The cable TV network decides to focus on cult classics with established fan bases, and to set its service apart by offering bonus features such as exclusive interviews with filmmakers.

Donna Tam Staff Writer / News
Donna Tam covers Amazon and other fun stuff for CNET News. She is a San Francisco native who enjoys feasting, merrymaking, checking her Gmail and reading her Kindle.
Donna Tam
2 min read
An introductory video for the new Yeah video-streaming service features actor-director Kevin Smith. Screenshot by Donna Tam/CNET

For those who like watching their favorite flicks over and over again, AMC Networks has launched a movie-streaming service, Yeah, that runs new bonus material alongside cult classic movies.

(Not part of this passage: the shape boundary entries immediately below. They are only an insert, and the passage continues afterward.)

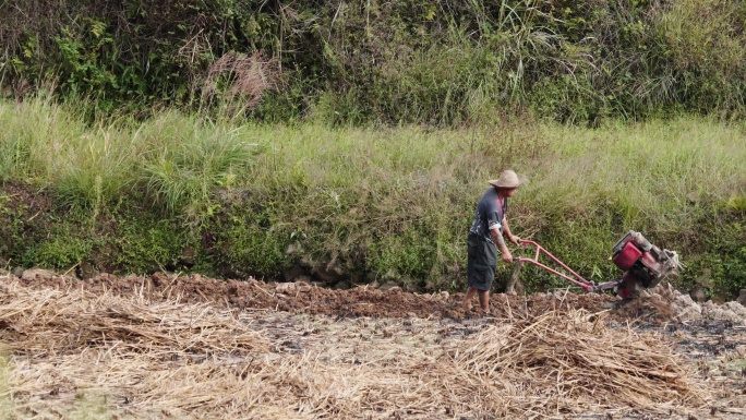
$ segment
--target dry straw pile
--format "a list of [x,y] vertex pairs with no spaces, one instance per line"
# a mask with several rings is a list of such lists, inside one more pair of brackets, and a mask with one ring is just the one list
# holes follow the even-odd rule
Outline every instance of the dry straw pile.
[[303,323],[9,280],[0,403],[64,415],[99,396],[133,418],[544,418],[667,413],[708,395],[658,337],[581,311],[461,336],[421,319]]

AMC, which launched the pay-per-view service at South by Southwest Interactive today, is jumping into a crowded, and competitive, video-streaming market. Big players like Amazon and Netflix fight for fresh content constantly. Meanwhile, content producers stream their shows directly, as with HBO Go, or cut deals with other established streaming services.

But Yeah has decided to go in another direction: older movies with established fan bases. General Manager Lisa Judson said the service's bonus features, such as interviews with filmmakers, set it apart.

"We're different because we curate our content with original facts and quizzes and exclusive interviews that we produce," she said. "What we do is try to tell a story."

AMC Networks, which owns and operates AMC, IFC, Sundance Channel, WE tv, and IFC Films, hired a team of directors to curate the bonus material, which Judson said is "a meaningful story behind the story." Curators spend two months working on each film's added features.

It's like they created a special features DVD for popular films and then put it online. Judson said you'll be able to toggle to the content as it plays alongside the movie, and you can toggle it on or off. Each film costs $5 each, and viewers will have a month to watch it. Once they start watching, they'll have 48 hours to access it.

The streaming service is starting with "Child's Play," "Scream," "Reservoir Dogs," "The Terminator," "A Nightmare on Elm Street," "Clerks," "Natural Born Killers," "Hannibal," "Jackie Brown," "The Crow," "The Exorcist: Director's Cut," and "From Dusk Till Dawn." Additionally, "Blade Runner: The Final Cut" will become available tomorrow, and "Pulp Fiction" will go live next week.

Judson said the company plans to have a library of 50 to 60 videos by the end of the year, including "Twilight: Breaking Dawn Part 2," "Kill Bill," "Watchmen," and "This is Spinal Tap." For now, you can stream a larger collection of movies without the extras. Yeah charges $2 to stream movies without the bonus footage and provides a link to places to buy the DVD.